Originally planned for a worldwide release on March 19, 2020, Koei Tecmo announced in February 2020 that they were delaying Fairy Tail until June 25 of that year to further polish the game. In May 2020, it was announced that the game would be delayed again due to the COVID-19 pandemic. In July, Kikuchi said many of the developers were still working from home. Fairy Tail was released in Japan and Europe on July 30, 2020, and in North America on July 31, 2020. The digital deluxe edition comes with additional costumes for characters, including one for Lucy based on the character Ryza from Gust's Atelier Ryza: Ever Darkness & the Secret Hideout. An additional costume for Erza was offered for free until August 14, 2020. A free update added a "Photo Mode" on August 6, 2020. Four additional playable characters and three sets of additional costumes for characters, 48 in total, were released as paid downloadable content that same day.

==Reception==

According to Famitsu, Fairy Tail sold 28,683 units in Japan its first week, 15,447 on Switch and 13,236 on PlayStation 4. In October 2020, Koei Tecmo announced that it had sold 310,000 copies worldwide.

Jenni Lada of Siliconera gave the game an 8 out of 10 rating with strong praise for the combat system and its treatment of the characters, but cited how it expects players to already be familiar with the story of Fairy Tail as the "only real downside". Inverse's Just Lunning praised the game for simplifying traditional turn-based gameplay in an "intuitive way, using elemental interactions in a way that requires strategy and planning but still feels simple enough that anyone can understand", but criticized it for omitting too much of the source material, while also making little attempt to endear its characters to newcomers. His 7/10 review ended with, "Fairy Tail strips away far too much of what's great about the popular anime and manga franchise to feel like a worthy adaptation. Even so, it's an enjoyable RPG in its own right."

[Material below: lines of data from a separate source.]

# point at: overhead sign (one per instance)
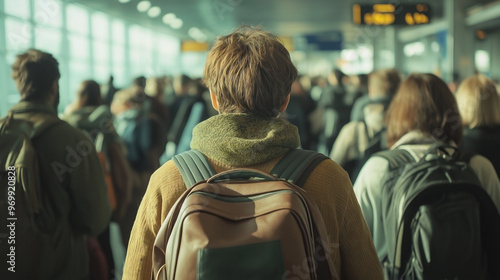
(326, 41)
(391, 14)
(193, 46)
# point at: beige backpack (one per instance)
(244, 224)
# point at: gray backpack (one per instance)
(439, 222)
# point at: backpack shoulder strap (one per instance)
(296, 165)
(194, 167)
(396, 157)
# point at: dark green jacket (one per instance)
(73, 180)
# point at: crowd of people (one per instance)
(130, 181)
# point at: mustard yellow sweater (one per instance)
(256, 141)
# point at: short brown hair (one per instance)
(424, 103)
(249, 71)
(34, 73)
(478, 101)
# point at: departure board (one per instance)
(391, 14)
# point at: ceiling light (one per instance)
(168, 18)
(143, 6)
(176, 23)
(154, 11)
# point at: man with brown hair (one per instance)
(249, 74)
(73, 192)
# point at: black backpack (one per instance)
(25, 236)
(438, 220)
(375, 144)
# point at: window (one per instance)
(79, 47)
(77, 19)
(18, 8)
(100, 26)
(48, 13)
(48, 40)
(17, 35)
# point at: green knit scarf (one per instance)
(244, 139)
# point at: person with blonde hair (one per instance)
(423, 113)
(479, 104)
(249, 74)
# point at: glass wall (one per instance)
(88, 45)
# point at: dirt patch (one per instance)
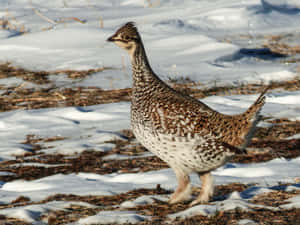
(20, 97)
(275, 198)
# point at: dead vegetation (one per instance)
(21, 97)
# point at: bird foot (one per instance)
(200, 200)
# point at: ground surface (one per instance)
(67, 153)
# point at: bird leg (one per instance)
(184, 188)
(207, 189)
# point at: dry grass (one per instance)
(20, 97)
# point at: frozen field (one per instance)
(80, 165)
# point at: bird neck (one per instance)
(143, 74)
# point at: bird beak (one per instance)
(110, 39)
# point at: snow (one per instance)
(200, 40)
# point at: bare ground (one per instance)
(269, 143)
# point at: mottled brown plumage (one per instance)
(184, 132)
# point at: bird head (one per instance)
(126, 37)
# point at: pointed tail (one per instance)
(253, 116)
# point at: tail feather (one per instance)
(252, 115)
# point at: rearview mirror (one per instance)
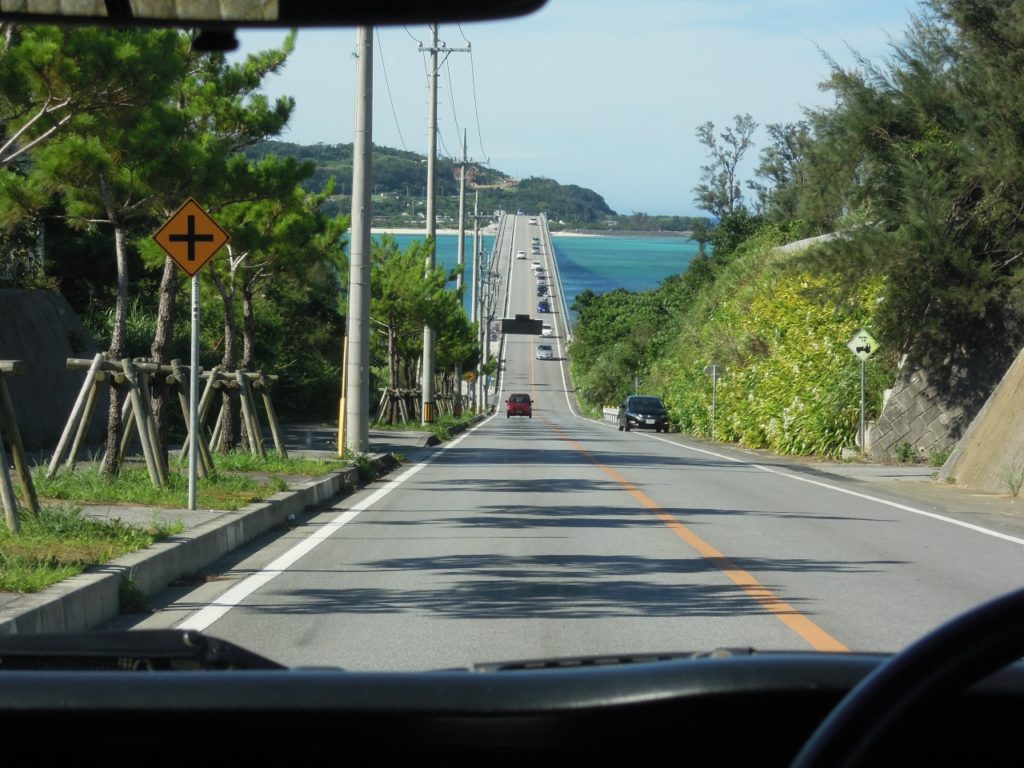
(250, 13)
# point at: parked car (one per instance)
(643, 412)
(518, 403)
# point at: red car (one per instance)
(519, 404)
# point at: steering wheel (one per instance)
(936, 668)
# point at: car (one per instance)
(643, 412)
(519, 403)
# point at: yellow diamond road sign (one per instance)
(862, 344)
(190, 237)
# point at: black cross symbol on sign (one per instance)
(192, 238)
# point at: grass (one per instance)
(441, 427)
(61, 543)
(132, 485)
(1014, 477)
(239, 461)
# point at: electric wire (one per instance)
(455, 116)
(388, 86)
(476, 109)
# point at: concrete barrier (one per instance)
(84, 601)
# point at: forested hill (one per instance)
(399, 188)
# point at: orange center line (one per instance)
(811, 633)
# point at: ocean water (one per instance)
(601, 263)
(606, 262)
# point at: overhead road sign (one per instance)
(521, 324)
(190, 237)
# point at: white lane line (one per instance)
(205, 616)
(837, 488)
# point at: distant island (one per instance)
(399, 188)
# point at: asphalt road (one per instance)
(559, 536)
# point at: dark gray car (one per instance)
(643, 412)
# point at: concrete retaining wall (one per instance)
(992, 448)
(40, 328)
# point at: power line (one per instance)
(476, 109)
(455, 116)
(388, 86)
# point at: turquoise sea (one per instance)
(601, 263)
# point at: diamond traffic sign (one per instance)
(190, 237)
(862, 344)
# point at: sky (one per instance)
(606, 94)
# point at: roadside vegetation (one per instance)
(916, 169)
(60, 542)
(223, 489)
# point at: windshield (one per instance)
(796, 224)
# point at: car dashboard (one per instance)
(731, 708)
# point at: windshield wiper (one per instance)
(147, 650)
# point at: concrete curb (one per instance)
(84, 601)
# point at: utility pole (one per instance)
(427, 383)
(356, 408)
(462, 212)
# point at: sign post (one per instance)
(863, 345)
(192, 238)
(714, 372)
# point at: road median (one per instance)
(84, 601)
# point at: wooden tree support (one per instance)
(245, 382)
(137, 418)
(400, 402)
(12, 435)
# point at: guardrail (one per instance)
(566, 317)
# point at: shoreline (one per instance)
(492, 229)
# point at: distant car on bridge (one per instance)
(518, 403)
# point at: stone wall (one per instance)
(41, 329)
(915, 414)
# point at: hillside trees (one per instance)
(920, 162)
(104, 166)
(720, 192)
(402, 301)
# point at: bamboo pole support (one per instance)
(141, 425)
(271, 417)
(127, 429)
(83, 426)
(7, 495)
(151, 421)
(248, 407)
(17, 448)
(76, 415)
(217, 427)
(181, 380)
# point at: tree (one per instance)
(222, 114)
(781, 170)
(720, 192)
(105, 165)
(402, 300)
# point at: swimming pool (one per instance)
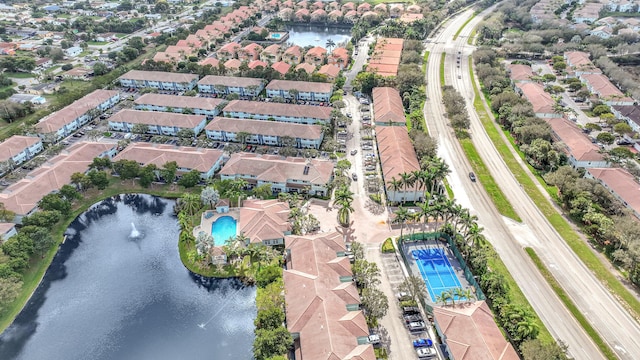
(222, 229)
(436, 271)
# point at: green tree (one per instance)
(55, 202)
(269, 319)
(269, 343)
(190, 179)
(606, 138)
(169, 172)
(9, 291)
(99, 179)
(147, 175)
(209, 196)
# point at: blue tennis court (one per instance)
(436, 271)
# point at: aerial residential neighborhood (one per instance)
(281, 179)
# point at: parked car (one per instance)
(418, 343)
(412, 318)
(417, 326)
(426, 352)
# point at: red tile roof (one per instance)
(277, 109)
(269, 128)
(472, 333)
(262, 220)
(316, 300)
(186, 157)
(15, 145)
(276, 169)
(397, 154)
(387, 106)
(621, 183)
(23, 196)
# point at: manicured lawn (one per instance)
(442, 57)
(517, 298)
(593, 334)
(462, 27)
(484, 177)
(577, 244)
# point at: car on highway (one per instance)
(426, 352)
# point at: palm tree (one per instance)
(402, 215)
(209, 196)
(395, 186)
(190, 203)
(416, 177)
(407, 181)
(330, 44)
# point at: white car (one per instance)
(426, 352)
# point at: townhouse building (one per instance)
(300, 114)
(580, 151)
(600, 85)
(23, 196)
(166, 81)
(208, 107)
(262, 132)
(294, 175)
(299, 90)
(206, 161)
(323, 312)
(224, 85)
(387, 107)
(157, 123)
(64, 122)
(18, 149)
(397, 156)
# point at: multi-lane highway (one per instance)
(609, 318)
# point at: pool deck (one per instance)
(207, 222)
(408, 247)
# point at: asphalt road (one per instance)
(509, 237)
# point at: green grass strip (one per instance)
(566, 300)
(442, 57)
(516, 296)
(425, 61)
(484, 176)
(575, 242)
(471, 37)
(455, 36)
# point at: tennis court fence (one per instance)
(416, 237)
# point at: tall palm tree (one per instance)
(402, 215)
(407, 181)
(395, 185)
(416, 177)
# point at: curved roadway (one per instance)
(604, 312)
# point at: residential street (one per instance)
(604, 312)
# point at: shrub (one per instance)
(387, 246)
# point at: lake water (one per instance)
(306, 35)
(108, 295)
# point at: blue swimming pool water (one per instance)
(436, 271)
(222, 229)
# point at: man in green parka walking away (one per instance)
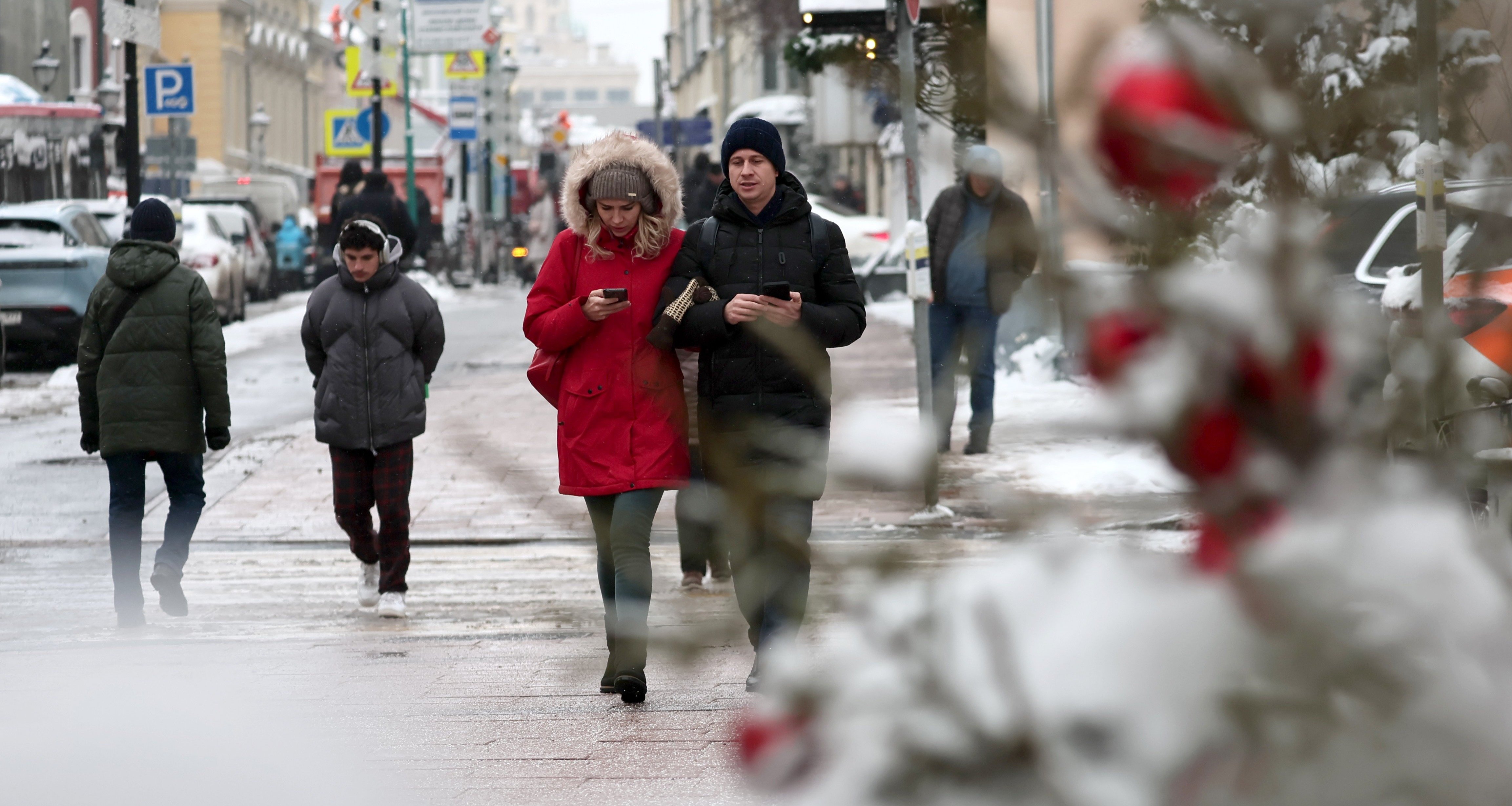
(152, 388)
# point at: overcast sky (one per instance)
(633, 28)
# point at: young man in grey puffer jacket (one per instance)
(373, 339)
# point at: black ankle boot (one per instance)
(631, 686)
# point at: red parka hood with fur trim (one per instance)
(622, 422)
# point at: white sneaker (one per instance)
(391, 605)
(368, 586)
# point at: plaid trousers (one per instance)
(363, 478)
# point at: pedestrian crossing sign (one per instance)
(342, 135)
(466, 64)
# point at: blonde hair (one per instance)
(652, 235)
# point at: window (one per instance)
(81, 52)
(769, 67)
(29, 232)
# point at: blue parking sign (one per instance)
(170, 90)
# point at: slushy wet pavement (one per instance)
(489, 690)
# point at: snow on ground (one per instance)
(1054, 436)
(899, 312)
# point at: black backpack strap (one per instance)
(819, 241)
(120, 315)
(708, 233)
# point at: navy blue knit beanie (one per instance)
(152, 220)
(757, 135)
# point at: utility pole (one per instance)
(1431, 221)
(409, 131)
(657, 103)
(921, 303)
(133, 158)
(1052, 253)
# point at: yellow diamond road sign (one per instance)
(360, 73)
(342, 137)
(468, 64)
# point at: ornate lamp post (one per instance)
(259, 125)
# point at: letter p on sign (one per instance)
(170, 90)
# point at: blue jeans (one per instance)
(184, 475)
(622, 531)
(953, 329)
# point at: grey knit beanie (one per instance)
(622, 182)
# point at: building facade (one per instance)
(562, 72)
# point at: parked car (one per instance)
(241, 229)
(864, 235)
(52, 255)
(208, 250)
(111, 214)
(268, 196)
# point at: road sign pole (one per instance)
(409, 129)
(921, 305)
(132, 134)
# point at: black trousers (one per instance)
(699, 510)
(184, 475)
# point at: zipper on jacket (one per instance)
(368, 374)
(761, 277)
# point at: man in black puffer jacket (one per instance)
(378, 200)
(373, 339)
(764, 375)
(152, 388)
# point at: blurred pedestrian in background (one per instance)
(378, 200)
(152, 388)
(847, 196)
(348, 185)
(622, 424)
(373, 339)
(701, 506)
(982, 249)
(785, 290)
(701, 187)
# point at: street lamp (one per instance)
(108, 94)
(259, 125)
(44, 69)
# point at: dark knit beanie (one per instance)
(757, 135)
(152, 220)
(621, 181)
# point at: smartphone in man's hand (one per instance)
(778, 291)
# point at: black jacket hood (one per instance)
(382, 280)
(794, 203)
(135, 265)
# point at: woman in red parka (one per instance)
(622, 426)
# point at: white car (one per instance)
(208, 250)
(864, 235)
(241, 231)
(110, 212)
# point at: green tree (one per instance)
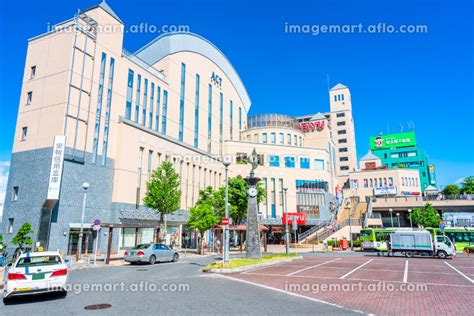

Writing for Collider, Dave Trumbore praised the turn-based combat as "refreshingly fun" and enjoyed seeing the social bonds between characters evolve, but called the tasks and missions "repetitive and paint-by-number". He finished with, Fairy Tail "remains a solid enough title that's intended for fans of the series, but as a standalone game, it's just so-so." In a 6/10 review for Nintendo Life, Mitch Vogel wrote that the game has "occasional glimpses of the much greater RPG that Fairy Tail could be, but alas, it's never really given the chance to spread its wings." He called the combat system well-made and multi-layered, but felt it lacked difficulty. He also praised the game's detailed art, but cited poor frame rate performance on the Switch version.

Aggregate score
| Aggregator | Score |
|---|---|
| Metacritic | (PC) 66/100 (PS4) 71/100 (Switch) 69/100 |

Review scores
| Publication | Score |
|---|---|
| Famitsu | 32/40 |
| Nintendo Life | 6/10 |
| Nintendo World Report | 8/10 |
| Push Square | 7/10 |
| Shacknews | 8/10 |
| Gayming Magazine | 3.5/5 |

==Sequel==
A sequel, Fairy Tail 2, was released for PlayStation 4, PlayStation 5, Nintendo Switch and PC in Japan on December 12, 2024, and in North America and Europe a day later. Due to time differences, however, the PC version released in the West on December 11, 2024.